A molecule in the skin that converts some of the sun's energy to damaging free radicals could be a major contributor to wrinkles and skin cancer. In tomorrow's issue of the Proceedings of the National Academy of Sciences, two researchers point the finger at chemical changes in the molecule transurocanic acid--which at one time was thought to protect against ultraviolet (UV) radiation damage--as a possible controlling agent in the process.
Transurocanic acid, which is found in the top layer of skin cells, is very good at absorbing UV-B light. For this reason, it was thought to be a natural sunscreen and was even added to skin lotions until about 15 years ago, when it was found to suppress the immune system. But the molecule also reacts differently to light of different wavelengths. For example, on exposure to UV rays, transurocanic acid contorts itself to change into its mirror image called cis-urocanic acid. Chemists Kerry Hanson and John Simon, both then at the University of California, San Diego, decided to probe the changes in the molecule in the previously unexplored UV-A region.

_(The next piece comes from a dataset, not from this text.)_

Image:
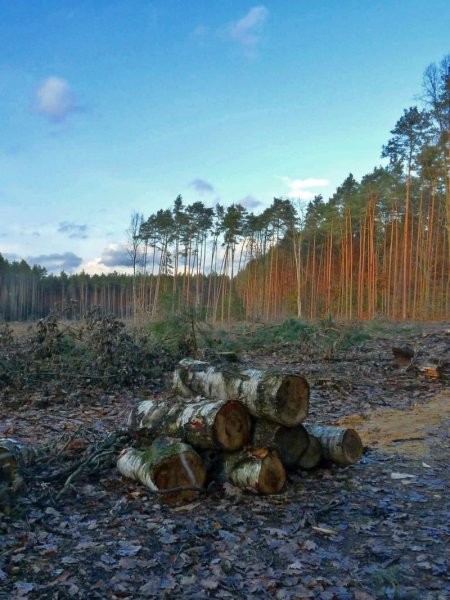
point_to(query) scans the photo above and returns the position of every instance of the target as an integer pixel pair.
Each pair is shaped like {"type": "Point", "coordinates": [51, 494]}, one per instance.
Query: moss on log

First they blasted the molecule with short bursts of UV laser light. The molecule gets rid of some of the absorbed energy by heating up the material around it, and this generates a pressure wave. By measuring the strength of the pressure wave, the researchers could tell how much energy the molecule retained. To their surprise, they found that it was retaining much more energy than it needed to twist from the trans to the cis variety. This extra energy, they deduced, must go into forming a new, highly excited state of the trans molecule, which in turn transfers its energy to surrounding oxygen molecules. These oxygen molecules then become highly reactive "free radicals," which can damage or even kill cells. Indeed, the very wavelengths that were most likely to generate oxygen free radicals were the wavelengths that do the most harm to the skin of mice.
Although a direct link to skin cancer has not yet been made, there is a lot of evidence that oxygen free radicals are involved in a variety of cancers, says Janna Wehrle, a biochemist at the National Institute of General Medical Sciences in Bethesda, Maryland. If the link is proven, she says, a new generation of sunscreens that block the longer UV-A wavelengths could "generate a real improvement in public health."